Este novo movimento revolucionário foi mais organizado. Durante dez anos, não houve baixas nos conflitos com as forças do Exército e com todo o aparato repressivo. Saíram vitoriosos em todas as disputas. Seqüestros econômicos, seqüestros políticos, saques à bancos, ataques à pontos estratégicos, tudo muito bem planejado e executado, sempre pegando desprevinidas as forças estatais.

Não havia como deter este movimento. Com um grande apoio popular e campesino, e com uma força crescente, era necessário algumas mudanças na política de combate aos guerrilheiros. Assim, os alvos deixam de ser os “comunistas” e instaurou-se o genocídio. Mataram-se todas as mulheres e todos os homens capturados. Foram dizimadas comunidades indígenas, e os corpos foram transportados de caminhão para serem incinerados. As torturas à população civil, além de físicas, passaram a ser psicológicas. Os militares, estupraram mulheres em frente à toda comunidade. Jogaram futebol utilizando como bola crianças menores de um ano. As partidas eram públicas, aos olhos dos pais e de toda uma população impotente.
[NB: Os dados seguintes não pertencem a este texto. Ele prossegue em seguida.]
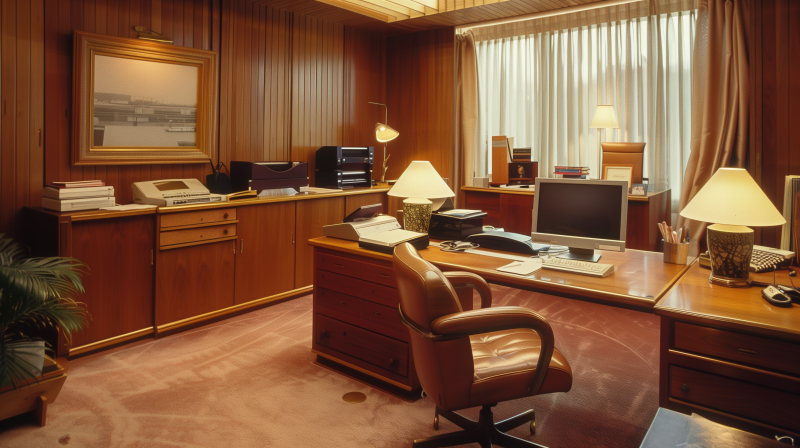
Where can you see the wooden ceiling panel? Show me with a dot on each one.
(391, 17)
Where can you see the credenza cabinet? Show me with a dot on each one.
(157, 271)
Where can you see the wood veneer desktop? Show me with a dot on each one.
(357, 329)
(726, 352)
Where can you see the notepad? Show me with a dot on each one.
(523, 268)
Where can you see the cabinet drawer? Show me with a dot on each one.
(370, 272)
(358, 288)
(198, 217)
(338, 301)
(755, 350)
(736, 397)
(383, 315)
(197, 235)
(381, 351)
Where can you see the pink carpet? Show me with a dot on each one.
(250, 381)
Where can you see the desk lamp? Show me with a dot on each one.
(604, 118)
(384, 134)
(420, 183)
(731, 200)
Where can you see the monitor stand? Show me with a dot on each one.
(581, 255)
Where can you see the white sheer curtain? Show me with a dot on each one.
(542, 88)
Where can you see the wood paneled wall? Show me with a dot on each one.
(420, 93)
(776, 140)
(21, 107)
A crueldade aumentou até um ponto que começaram a descobrir, por meio de crueldade e torturas, pequenas oficinas clandestinas do movimento guerrilheiro. A partir daí, começou o desmonte às organizações insurgentes.

Todas as práticas repressivas tiveram o auxílio dos Estados Unidos. Israel deu suporte ao treinamento do Exército, Argentina ajudou no combate no meio urbano e Taiwan contribuiu nas lutas do campo.
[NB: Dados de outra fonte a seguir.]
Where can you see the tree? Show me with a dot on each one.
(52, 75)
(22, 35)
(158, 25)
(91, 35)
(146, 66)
A luta não era somente contra o movimento guerrilheiro. Por trás da cortina, a intenção era ter uma justificativa para avançar nos projetos de exploração e invasão de terras. Diversas empresas de mineração instalaram-se em regiões antes povoadas e de propriedade de comunidades indígenas. O pretexto da guerra civil deu suporte às multinacionais que tiveram o aval de explorar sem limites.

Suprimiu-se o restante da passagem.